Pingle (2006) focuses on the effect of DRC changes. Using data from SIPP panels covering a period of 1983-2003, he finds that a delayed retirement credit increase of 1 percent raises the employment rate of 65-70-year-old men by 1.5 percent. Pingle’s analysis extends only until 2003 when individuals in the first cohort affected by the NRA
increases attain their normal retirement age, so he is unable to assess the impact of normal retirement age changes among those above their NRA. Both Mastrobuoni and Pingle’s study control for effect of the earnings test repeal on labor force participation. Their specifications allow them to capture the norm related effects of normal retirement age changes because they capture these changes by including a variable indicating the change in the NRA assigned by birth year instead of a variable for changes in social security benefits. But they are unable to separately identify the norm and financial effects associated with NRA changes.

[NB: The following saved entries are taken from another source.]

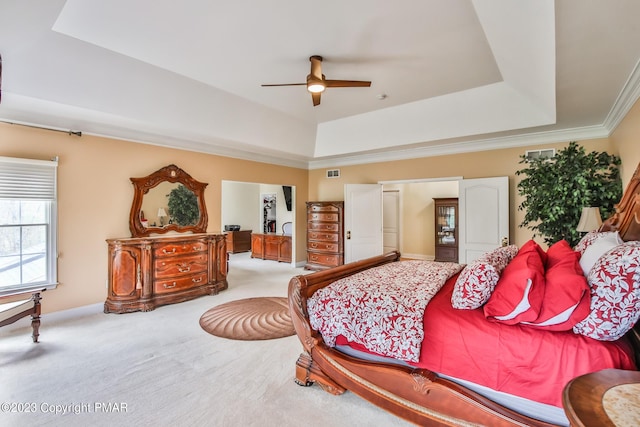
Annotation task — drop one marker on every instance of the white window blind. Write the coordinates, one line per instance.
(24, 179)
(28, 225)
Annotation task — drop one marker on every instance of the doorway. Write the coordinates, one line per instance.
(414, 223)
(243, 204)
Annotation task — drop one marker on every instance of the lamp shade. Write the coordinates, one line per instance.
(589, 220)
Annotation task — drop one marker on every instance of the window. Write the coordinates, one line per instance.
(28, 224)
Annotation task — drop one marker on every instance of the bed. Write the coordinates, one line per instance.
(474, 365)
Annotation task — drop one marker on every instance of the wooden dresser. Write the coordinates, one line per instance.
(276, 247)
(325, 235)
(146, 272)
(238, 241)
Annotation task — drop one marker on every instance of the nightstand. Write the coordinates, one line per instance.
(610, 397)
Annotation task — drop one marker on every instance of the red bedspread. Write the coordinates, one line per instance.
(520, 360)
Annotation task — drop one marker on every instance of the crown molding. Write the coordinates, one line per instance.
(626, 99)
(550, 137)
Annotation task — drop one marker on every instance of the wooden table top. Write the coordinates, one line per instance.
(608, 398)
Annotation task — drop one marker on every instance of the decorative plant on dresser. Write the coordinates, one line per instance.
(153, 268)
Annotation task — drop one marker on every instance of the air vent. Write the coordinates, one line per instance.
(540, 154)
(333, 173)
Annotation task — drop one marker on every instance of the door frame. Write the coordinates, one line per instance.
(414, 181)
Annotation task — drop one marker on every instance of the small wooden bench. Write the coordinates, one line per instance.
(12, 311)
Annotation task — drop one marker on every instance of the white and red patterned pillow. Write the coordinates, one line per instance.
(615, 294)
(592, 236)
(478, 279)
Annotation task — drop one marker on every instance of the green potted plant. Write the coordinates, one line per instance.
(183, 206)
(556, 189)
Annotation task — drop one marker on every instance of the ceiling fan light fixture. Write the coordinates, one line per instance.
(315, 87)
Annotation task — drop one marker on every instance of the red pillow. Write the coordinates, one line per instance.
(566, 293)
(519, 293)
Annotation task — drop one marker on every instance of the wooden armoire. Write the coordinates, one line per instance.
(325, 235)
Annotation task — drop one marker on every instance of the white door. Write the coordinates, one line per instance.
(390, 221)
(484, 216)
(362, 221)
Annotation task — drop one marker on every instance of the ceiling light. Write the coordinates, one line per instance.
(315, 87)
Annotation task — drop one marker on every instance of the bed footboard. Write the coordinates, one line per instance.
(417, 395)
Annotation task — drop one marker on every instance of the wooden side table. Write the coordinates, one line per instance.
(607, 398)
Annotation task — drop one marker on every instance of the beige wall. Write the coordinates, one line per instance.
(95, 193)
(626, 140)
(481, 164)
(95, 196)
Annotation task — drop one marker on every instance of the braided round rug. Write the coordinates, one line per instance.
(261, 318)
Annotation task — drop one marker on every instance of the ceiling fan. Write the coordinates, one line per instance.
(316, 83)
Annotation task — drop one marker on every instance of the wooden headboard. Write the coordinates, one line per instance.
(626, 218)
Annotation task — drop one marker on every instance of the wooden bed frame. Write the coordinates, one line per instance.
(417, 395)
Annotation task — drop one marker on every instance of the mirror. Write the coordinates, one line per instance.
(167, 200)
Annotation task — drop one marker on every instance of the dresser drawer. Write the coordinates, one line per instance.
(181, 283)
(322, 236)
(172, 249)
(323, 246)
(323, 226)
(326, 260)
(176, 266)
(323, 208)
(326, 217)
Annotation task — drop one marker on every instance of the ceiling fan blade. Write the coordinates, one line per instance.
(286, 84)
(316, 67)
(347, 83)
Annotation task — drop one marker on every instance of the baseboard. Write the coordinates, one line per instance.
(421, 257)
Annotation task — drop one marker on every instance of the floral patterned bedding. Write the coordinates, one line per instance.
(381, 308)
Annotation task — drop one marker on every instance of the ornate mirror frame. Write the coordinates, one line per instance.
(172, 174)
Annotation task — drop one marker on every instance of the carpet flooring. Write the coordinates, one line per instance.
(260, 318)
(160, 368)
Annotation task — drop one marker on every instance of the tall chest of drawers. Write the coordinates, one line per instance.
(147, 272)
(325, 235)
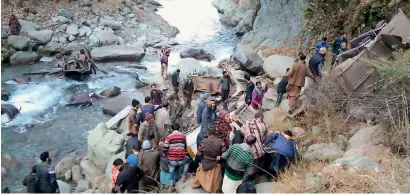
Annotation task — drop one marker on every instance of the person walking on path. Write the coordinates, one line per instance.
(156, 95)
(257, 95)
(297, 74)
(162, 121)
(239, 166)
(250, 86)
(188, 90)
(46, 175)
(283, 150)
(202, 105)
(148, 131)
(175, 148)
(256, 128)
(209, 172)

The three studies that analyze the recent policy changes can be improved upon in at least four ways. First, none of these studies incorporate the sizeable variation in the earnings test threshold amount (noted by Gruber and Orszag) that were introduced through the ad hoc changes implemented after 1996. Second, even though older women are a sizeable part of the labor force there is only one study (Mastrobuoni, 2009)
analyzing the impact of recent changes in the NRA and DRC on the retirement decision among older women between ages 61-65, and none examining the retirement decision changes of women above their normal retirement age. Third, there is little work in the recent research disentangling the financial and norm related effects arising from the NRA changes. It is possible to separately identify these effects through use of a dataset that includes accurate birth year information of individuals. Finally, previous researchers have only focused on changes in the labor force participation decision of older workers in response to the recent changes in Social security policy. Given the large evidence of the variety of options explored by older individuals in their transition to retirement, it seems important to analyze how older workers response differs when evaluated using alternative
definitions of retirement. I attempt to include these suggested changes to the previous work in my empirical analysis.